The board of regents unanimously voted to approve Johnson for the role after spending several hours in a closed session at a special-called meeting on Monday. Johnson will hold the position during the upcoming school year while KSU continues the search for someone to fill the position on a long-term basis.

“Dr. Johnson has a distinguished record in higher education administration especially at HBCUs,” said board chair Gerald Patton. “We, the Board of Regents are elated at his appointment and look forward to working with him as he provides institutional leadership at Kentucky State University at this critical time.”

Johnson was the president of Clark Atlanta University, a private historically Black university in Atlanta, until 2018. While at Clark Atlanta University, Johnson helped found and chair the Development Committee of the HBCU Executive Leadership Institute, which helps prepare future leaders of historically Black institutions. He is also a former member of the President’s Advisory Board of the White House Initiative on HBCU, according to information provided by KSU.

He has a bachelor’s degree and MBA from Adelphi University, as well as a master’s degree and Ph.D. from Stanford University.

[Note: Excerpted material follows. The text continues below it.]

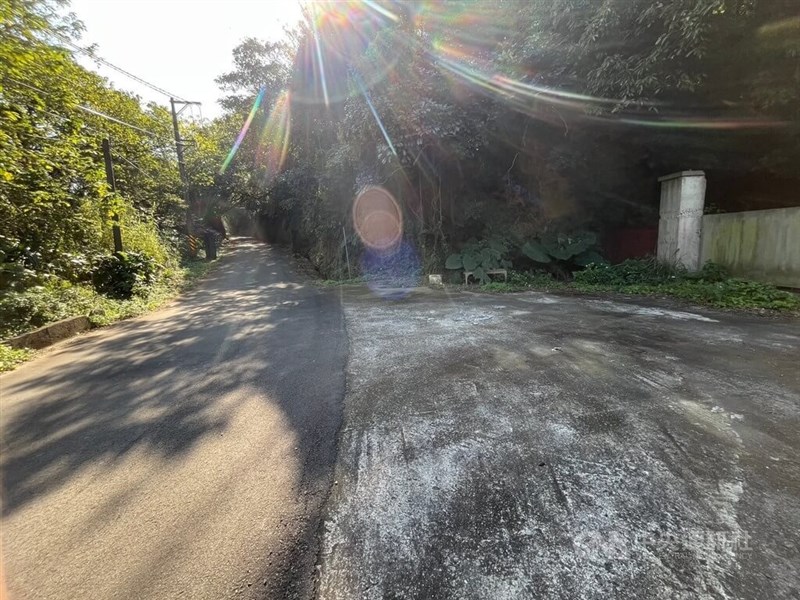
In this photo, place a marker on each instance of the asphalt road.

Members of the board of regents virtually interviewed four candidates for interim president, who were provided by The Registry, a company that places interim administrators within higher education institutions to serve for short-term appointments. All four candidates were former administrators at HBCUs.

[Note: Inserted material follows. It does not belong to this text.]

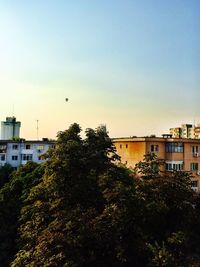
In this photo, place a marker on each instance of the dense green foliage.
(12, 195)
(81, 209)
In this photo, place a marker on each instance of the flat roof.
(155, 139)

At the board meeting on Monday, six regents said they supported Johnson for the role, while five initially supported James Anderson, the former chancellor of Fayetteville State University. During the final vote to select the interim president, there was unanimous support for Johnson for the role.

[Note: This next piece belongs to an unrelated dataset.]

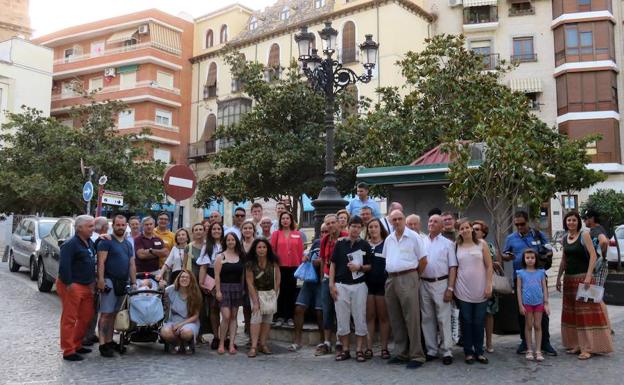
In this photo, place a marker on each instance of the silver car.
(26, 243)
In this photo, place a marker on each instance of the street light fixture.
(327, 76)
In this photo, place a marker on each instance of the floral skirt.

Earlier this year, under House Bill 250, KSU halted its search for the next president and was instructed to name an interim president to serve until next year. The bill also gave the university $23 million to address its budget shortfall, with measures in place to create a management improvement plan and financial accountability for KSU.

Another bill, Senate Bill 265, nearly completely replaced the members of KSU’s board of regents.

Clara Ross Stamps has been the acting president of KSU since last summer, when former president M. Christopher Brown II resigned amid concerns about the university’s finances and multiple lawsuits filed against the university.